Diverse tritepenoids from the fruits of Walsura robusta and their reversal of multidrug resistance phenotype in human breast cancer cells.

作者信息

Zhang Yao, An Fa-Liang, Huang Shan-Shan, Yang Lei, Gu Yu-Cheng, Luo Jun, Kong Ling-Yi

机构信息

State Key Laboratory of Natural Medicines, Department of Natural Medicinal Chemistry, China Pharmaceutical University, 24 Tong Jia Xiang, Nanjing, 210009, China.

Syngenta Jealott's Hill International Research Centre, Bracknell, Berkshire, RG42 6EY, UK.

出版信息

Phytochemistry. 2017 Apr;136:108-118. doi: 10.1016/j.phytochem.2017.01.008. Epub 2017 Jan 24.
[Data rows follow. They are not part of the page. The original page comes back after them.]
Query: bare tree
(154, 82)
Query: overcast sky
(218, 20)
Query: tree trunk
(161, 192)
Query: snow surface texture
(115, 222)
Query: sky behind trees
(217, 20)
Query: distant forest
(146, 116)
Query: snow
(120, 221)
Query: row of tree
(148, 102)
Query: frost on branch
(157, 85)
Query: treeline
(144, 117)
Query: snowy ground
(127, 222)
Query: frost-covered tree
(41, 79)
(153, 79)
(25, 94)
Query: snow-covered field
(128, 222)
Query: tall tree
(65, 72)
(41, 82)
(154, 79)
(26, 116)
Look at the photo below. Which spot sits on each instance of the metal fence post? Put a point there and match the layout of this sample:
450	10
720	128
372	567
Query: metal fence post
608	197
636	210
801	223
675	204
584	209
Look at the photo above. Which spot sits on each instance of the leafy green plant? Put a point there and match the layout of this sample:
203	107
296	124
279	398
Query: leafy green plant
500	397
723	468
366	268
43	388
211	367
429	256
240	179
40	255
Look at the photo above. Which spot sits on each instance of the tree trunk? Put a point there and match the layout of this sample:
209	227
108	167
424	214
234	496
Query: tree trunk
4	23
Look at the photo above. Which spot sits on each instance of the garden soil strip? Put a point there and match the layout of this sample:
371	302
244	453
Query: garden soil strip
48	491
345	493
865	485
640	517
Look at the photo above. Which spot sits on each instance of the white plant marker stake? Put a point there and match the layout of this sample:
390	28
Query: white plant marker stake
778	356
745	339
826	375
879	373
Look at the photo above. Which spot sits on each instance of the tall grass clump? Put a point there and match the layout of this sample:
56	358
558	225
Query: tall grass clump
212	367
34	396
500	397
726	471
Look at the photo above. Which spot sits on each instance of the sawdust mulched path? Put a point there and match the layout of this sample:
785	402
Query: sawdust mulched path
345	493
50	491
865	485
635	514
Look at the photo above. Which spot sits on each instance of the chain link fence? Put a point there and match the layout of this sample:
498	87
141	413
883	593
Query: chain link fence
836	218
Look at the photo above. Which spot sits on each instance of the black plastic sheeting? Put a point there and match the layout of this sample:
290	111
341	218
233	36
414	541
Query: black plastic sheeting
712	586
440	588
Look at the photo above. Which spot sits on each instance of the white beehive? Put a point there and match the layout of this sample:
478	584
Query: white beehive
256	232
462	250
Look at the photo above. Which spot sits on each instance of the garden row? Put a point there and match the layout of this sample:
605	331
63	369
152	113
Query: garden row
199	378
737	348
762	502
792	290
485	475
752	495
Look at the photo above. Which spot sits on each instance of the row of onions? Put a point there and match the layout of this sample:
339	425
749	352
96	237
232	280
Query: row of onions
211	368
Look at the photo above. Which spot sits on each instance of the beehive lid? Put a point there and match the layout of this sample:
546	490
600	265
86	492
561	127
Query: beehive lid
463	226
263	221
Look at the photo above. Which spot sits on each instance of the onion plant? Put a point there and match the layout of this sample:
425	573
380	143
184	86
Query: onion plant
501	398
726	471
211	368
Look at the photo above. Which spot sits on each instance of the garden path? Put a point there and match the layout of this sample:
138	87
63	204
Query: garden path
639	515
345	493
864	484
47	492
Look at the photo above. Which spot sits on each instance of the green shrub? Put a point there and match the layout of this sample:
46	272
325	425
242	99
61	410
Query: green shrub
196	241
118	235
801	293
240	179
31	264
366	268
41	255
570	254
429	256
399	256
DOI:10.1016/j.phytochem.2017.01.008
PMID:28129886
Abstract

Four 18 (13 → 14)-abeo limonoids, five cedrelone limonoids, and five walsurin limonoids were isolated from the fruits of Walsura robusta together with 21 known compounds. Their structures were determined by extensive studies of their one- and two-dimensional NMR spectra and mass spectroscopy results. Among all the isolated compounds, the absolute configurations of 11-oxo-dihydrocedrelone, walsuronoid B, dysoxylumosin G, and walsunoid H were confirmed by single crystal X-ray diffraction. Selected compounds were evaluated for their reversal of multidrug resistance (MDR) phenotype in human breast cancer cells in vitro. Walsurin A showed significant effect in sensitization of these resistant cancer cells at non-toxic concentration to doxorubicin with the modulation factor of 62.76.

摘要

从粗壮割舌树果实中分离得到4个18(13→14)-去甲柠檬苦素、5个杜楝酮柠檬苦素和5个沃苏林柠檬苦素,以及21个已知化合物。通过对其一维、二维核磁共振光谱和质谱结果的广泛研究确定了它们的结构。在所有分离得到的化合物中,11-氧代-二氢杜楝酮、沃苏林类化合物B、木果楝素G和沃苏林类化合物H的绝对构型通过单晶X射线衍射得以确证。对所选化合物在体外人乳腺癌细胞中逆转多药耐药(MDR)表型的能力进行了评估。沃苏林A在无毒浓度下对这些耐药癌细胞具有显著的增敏作用,对阿霉素的调节因子为62.76。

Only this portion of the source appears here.